La questione ambientale sembra ormai completamente scomparsa dalla politica. In maniera sicuramente sottile. Se infatti permangono all’interno dei programmi del duopolio punti che richiamano vaghe azioni o intenzioni ambientali, abbiamo ormai perso la spinta propulsiva al cambiamento. Gli stessi slogan ne sono un segnale: di Barak Obama viene perso il “change” il cambiamento, per ridurci al “we can”, si può fare. È stata cancellata l’urgenza del problema ambientale: ormai non si sente più parlare di “piani Marshall” per l’ambiente, di tempistiche strette per la riduzione dei gas serra e le moratorie riguardano altri argomenti. Del Nobel ad Al Gore rimane un appannato ricordo. Ma è soprattutto la banalizzazione che colpisce, il perdere la politica ambientale riducendola ad uno dei tanti punti di qualsiasi programma. Ci saremmo aspettati altro.
Però forse la colpa è anche nostra. Di chi cioè ha scelto il paradigma ambientale come momento fondante del cambiamento.
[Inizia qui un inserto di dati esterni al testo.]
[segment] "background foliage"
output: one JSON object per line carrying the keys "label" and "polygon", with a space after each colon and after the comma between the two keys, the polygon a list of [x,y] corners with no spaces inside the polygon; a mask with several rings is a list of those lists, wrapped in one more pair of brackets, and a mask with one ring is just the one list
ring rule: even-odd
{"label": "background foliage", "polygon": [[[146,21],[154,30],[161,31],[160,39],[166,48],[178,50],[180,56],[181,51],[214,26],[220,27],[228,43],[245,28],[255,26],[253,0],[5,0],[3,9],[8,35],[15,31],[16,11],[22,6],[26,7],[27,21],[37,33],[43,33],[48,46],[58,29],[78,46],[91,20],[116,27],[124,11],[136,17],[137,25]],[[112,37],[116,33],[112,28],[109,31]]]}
Non siamo riusciti ad esempio a far diventare davvero trasversale la politica ambientale, tentando di far comprendere come gli strumenti per risolvere i problemi dell’ambiente possano contribuire anche ad aggredire in maniera nuova e corretta temi come quello del lavoro, della sicurezza, della politica fiscale. Non abbiamo saputo offrire un modo alternativo di pensare alle risorse di mercato ed alle questioni ambientali. Continuiamo a porre l’accento su politiche che hanno come base principalmente gli stimoli negativi connessi a leggi e regolamenti mentre sarebbe ora di far uscire allo scoperto gli stimoli positivi, le opportunità che ad esempio l’economia ambientale ci suggerisce anche, e perché no, attraverso gli strumenti del mercato e un nuovo ruolo dello Stato. In questa maniera il lavoro viene detassato attraverso proposte quali quella del
doppio dividendo, la sicurezza sul lavoro viene incrementata dai cambiamenti del modello di produzione necessari dall’applicazione delle migliori tecnologie disponibili per ridurre le emissioni, la politica fiscale viene depurata dalle distorsioni provocate dal sempre maggior uso di risorse pubbliche per riparare i danni dell’inquinamento e dalle ineguaglianze, con maggior disponibilità di risorse per scuole e sanità.
La partita sicuramente non è persa, ma queste elezioni sembrano produrre una battuta d’arresto che potrà essere salutare se immediatamente compresa e riconvertita in nuovi paradigmi. L’ambientalismo è sicuramente portatore di innovazione politica, di novità trasversale per molti altri problemi. Ma forse in questi ultimi anni si è troppo preoccupato di cambiare gli altri senza innovarsi internamente, senza porsi il problema di rinnovare se stesso. Il “change” il cambiamento è venuta l’ora di rivolgerla anche a noi stessi.